Our findings show that health-care workers have mixed feelings about the policy change and its consequences. We found some evidence that personnel motivation was higher in non-charging facilities compared to facilities still charging. Yet it is unclear whether this effect was due to differences in the user fee policy or to the fact that a lot of staff interviewed in non-charging facilities were working in mission facilities, where we found a significantly higher motivation. Health workers expressed satisfaction with an apparent increase in the number of patients visiting the facilities and the removal of a deterring factor for many needy patients, but also complained about an increased workload. Furthermore, working conditions were said to have worsened, which staff felt was linked to the absence of additional resources to deal with the increased demand or replace the loss of revenue generated by fees.

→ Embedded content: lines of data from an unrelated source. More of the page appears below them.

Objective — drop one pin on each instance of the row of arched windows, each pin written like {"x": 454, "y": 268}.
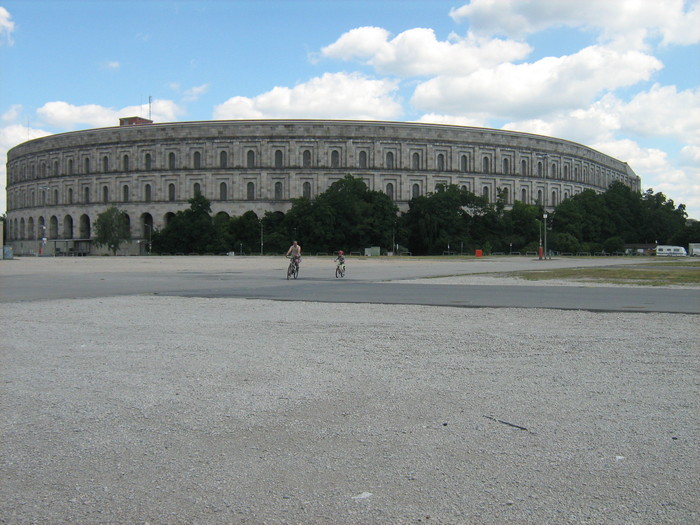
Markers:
{"x": 307, "y": 162}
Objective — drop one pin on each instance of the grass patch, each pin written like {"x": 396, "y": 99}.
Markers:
{"x": 650, "y": 274}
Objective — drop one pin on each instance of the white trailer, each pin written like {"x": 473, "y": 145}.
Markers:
{"x": 670, "y": 251}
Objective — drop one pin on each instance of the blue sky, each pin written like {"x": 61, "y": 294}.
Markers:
{"x": 621, "y": 76}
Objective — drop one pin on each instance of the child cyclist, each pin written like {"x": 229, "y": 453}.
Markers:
{"x": 340, "y": 260}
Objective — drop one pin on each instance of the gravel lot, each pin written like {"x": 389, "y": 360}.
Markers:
{"x": 177, "y": 410}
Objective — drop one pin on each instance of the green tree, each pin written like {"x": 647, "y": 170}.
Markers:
{"x": 190, "y": 231}
{"x": 112, "y": 228}
{"x": 347, "y": 216}
{"x": 449, "y": 217}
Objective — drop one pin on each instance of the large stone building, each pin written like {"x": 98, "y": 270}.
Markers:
{"x": 58, "y": 185}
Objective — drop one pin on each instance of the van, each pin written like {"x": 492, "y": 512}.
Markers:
{"x": 671, "y": 251}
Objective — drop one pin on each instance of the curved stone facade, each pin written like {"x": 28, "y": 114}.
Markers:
{"x": 58, "y": 185}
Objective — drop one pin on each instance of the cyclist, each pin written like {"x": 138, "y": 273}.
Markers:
{"x": 340, "y": 259}
{"x": 295, "y": 252}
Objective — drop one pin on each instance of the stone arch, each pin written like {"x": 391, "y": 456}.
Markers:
{"x": 84, "y": 227}
{"x": 68, "y": 227}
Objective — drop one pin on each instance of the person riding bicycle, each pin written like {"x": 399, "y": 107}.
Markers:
{"x": 340, "y": 259}
{"x": 295, "y": 252}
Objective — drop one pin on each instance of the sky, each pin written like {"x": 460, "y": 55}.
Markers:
{"x": 620, "y": 76}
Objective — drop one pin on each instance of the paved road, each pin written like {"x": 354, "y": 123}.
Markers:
{"x": 367, "y": 282}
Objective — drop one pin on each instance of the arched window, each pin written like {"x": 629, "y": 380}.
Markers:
{"x": 335, "y": 159}
{"x": 279, "y": 159}
{"x": 278, "y": 191}
{"x": 363, "y": 159}
{"x": 84, "y": 227}
{"x": 67, "y": 227}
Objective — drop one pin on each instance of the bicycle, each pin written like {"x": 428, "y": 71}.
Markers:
{"x": 292, "y": 269}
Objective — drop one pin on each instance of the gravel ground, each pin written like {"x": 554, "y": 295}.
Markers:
{"x": 178, "y": 410}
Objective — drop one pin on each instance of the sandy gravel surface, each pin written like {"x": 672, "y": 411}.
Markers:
{"x": 175, "y": 410}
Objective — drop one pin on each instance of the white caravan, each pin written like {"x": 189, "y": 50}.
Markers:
{"x": 670, "y": 251}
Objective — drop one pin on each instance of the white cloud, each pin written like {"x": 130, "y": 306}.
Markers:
{"x": 627, "y": 23}
{"x": 549, "y": 84}
{"x": 12, "y": 114}
{"x": 11, "y": 136}
{"x": 663, "y": 111}
{"x": 7, "y": 26}
{"x": 333, "y": 95}
{"x": 194, "y": 93}
{"x": 417, "y": 51}
{"x": 68, "y": 116}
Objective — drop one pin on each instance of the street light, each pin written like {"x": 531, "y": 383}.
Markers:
{"x": 261, "y": 238}
{"x": 44, "y": 190}
{"x": 544, "y": 216}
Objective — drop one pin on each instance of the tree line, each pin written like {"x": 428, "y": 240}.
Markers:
{"x": 350, "y": 217}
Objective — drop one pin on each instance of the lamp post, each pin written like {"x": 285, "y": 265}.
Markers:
{"x": 544, "y": 216}
{"x": 261, "y": 237}
{"x": 44, "y": 190}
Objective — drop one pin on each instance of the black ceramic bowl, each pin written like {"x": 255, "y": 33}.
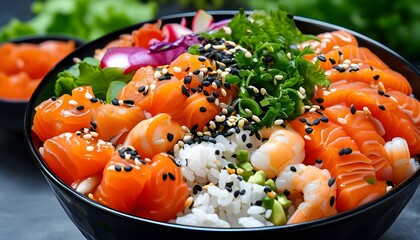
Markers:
{"x": 12, "y": 111}
{"x": 96, "y": 221}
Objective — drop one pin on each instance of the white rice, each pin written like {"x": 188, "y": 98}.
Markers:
{"x": 225, "y": 200}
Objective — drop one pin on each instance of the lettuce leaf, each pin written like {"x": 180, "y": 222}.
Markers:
{"x": 89, "y": 73}
{"x": 275, "y": 65}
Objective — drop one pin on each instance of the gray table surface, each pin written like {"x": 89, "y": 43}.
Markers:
{"x": 30, "y": 211}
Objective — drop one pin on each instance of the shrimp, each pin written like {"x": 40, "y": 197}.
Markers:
{"x": 399, "y": 154}
{"x": 284, "y": 147}
{"x": 317, "y": 186}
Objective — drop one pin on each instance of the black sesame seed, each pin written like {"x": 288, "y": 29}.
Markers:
{"x": 194, "y": 127}
{"x": 322, "y": 58}
{"x": 331, "y": 181}
{"x": 210, "y": 99}
{"x": 309, "y": 130}
{"x": 236, "y": 194}
{"x": 161, "y": 78}
{"x": 171, "y": 176}
{"x": 319, "y": 161}
{"x": 170, "y": 137}
{"x": 184, "y": 91}
{"x": 348, "y": 150}
{"x": 332, "y": 201}
{"x": 227, "y": 85}
{"x": 389, "y": 183}
{"x": 115, "y": 102}
{"x": 206, "y": 83}
{"x": 324, "y": 119}
{"x": 201, "y": 59}
{"x": 141, "y": 89}
{"x": 243, "y": 137}
{"x": 352, "y": 109}
{"x": 197, "y": 188}
{"x": 187, "y": 79}
{"x": 382, "y": 107}
{"x": 129, "y": 102}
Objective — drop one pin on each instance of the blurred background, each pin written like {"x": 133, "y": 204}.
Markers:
{"x": 395, "y": 24}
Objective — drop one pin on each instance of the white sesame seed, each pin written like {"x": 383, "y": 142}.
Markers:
{"x": 157, "y": 74}
{"x": 278, "y": 122}
{"x": 207, "y": 47}
{"x": 381, "y": 86}
{"x": 342, "y": 120}
{"x": 302, "y": 90}
{"x": 256, "y": 118}
{"x": 94, "y": 134}
{"x": 137, "y": 162}
{"x": 301, "y": 96}
{"x": 263, "y": 91}
{"x": 366, "y": 110}
{"x": 158, "y": 141}
{"x": 90, "y": 148}
{"x": 393, "y": 99}
{"x": 219, "y": 118}
{"x": 72, "y": 102}
{"x": 87, "y": 136}
{"x": 278, "y": 77}
{"x": 185, "y": 128}
{"x": 111, "y": 168}
{"x": 223, "y": 92}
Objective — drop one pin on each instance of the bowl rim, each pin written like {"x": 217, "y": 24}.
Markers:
{"x": 37, "y": 39}
{"x": 415, "y": 178}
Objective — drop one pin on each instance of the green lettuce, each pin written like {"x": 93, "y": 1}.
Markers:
{"x": 106, "y": 82}
{"x": 85, "y": 19}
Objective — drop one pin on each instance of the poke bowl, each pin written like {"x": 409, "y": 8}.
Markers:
{"x": 18, "y": 87}
{"x": 131, "y": 209}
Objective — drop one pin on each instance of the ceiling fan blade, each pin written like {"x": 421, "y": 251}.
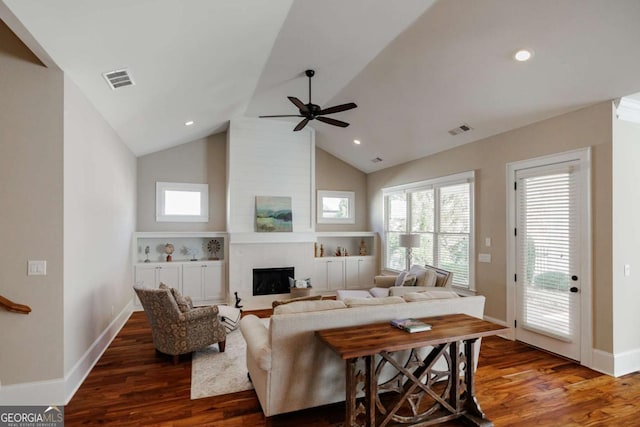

These findings highlight the need to pay attention to supply-side measures when removing demand-side barriers such as user fees and in particular to be concerned about the burden that increased demand can place on already over-stretched health workers.
2006 年,赞比亚农村地区取消了初级保健服务的用户费用。其他国家的经验表明,卫生工作者在确定取消费用政策的成功方面发挥着关键作用,但也发现实施这样的政策具有挑战性。该政策是在合格卫生人员严重短缺的背景下出台的。
作为赞比亚取消用户费用经验和影响的更大研究的一部分,在机构层面进行了一些案例研究。作为这些研究的一部分,收集了定量和定性数据,以评估卫生工作者在收费和不收费设施中的满意度和经验。
我们的研究结果表明,卫生保健工作者对政策变化及其后果的看法不一。我们发现一些证据表明,与仍在收费的机构相比,非收费机构的人员激励更高。然而,尚不清楚这种影响是由于用户费用政策的差异还是由于在非收费机构接受采访的人员大多在特派团机构工作,在那里我们发现激励明显更高。卫生工作者对就诊人数明显增加和消除许多贫困患者的障碍因素表示满意,但也抱怨工作量增加。此外,据说工作条件恶化,工作人员认为这与缺乏额外资源来应对需求增加或弥补收费损失的收入有关。
这些发现强调了在取消用户费用等需求方障碍时需要关注供应方措施,特别是要关注增加的需求可能给已经过度紧张的卫生工作者带来的负担。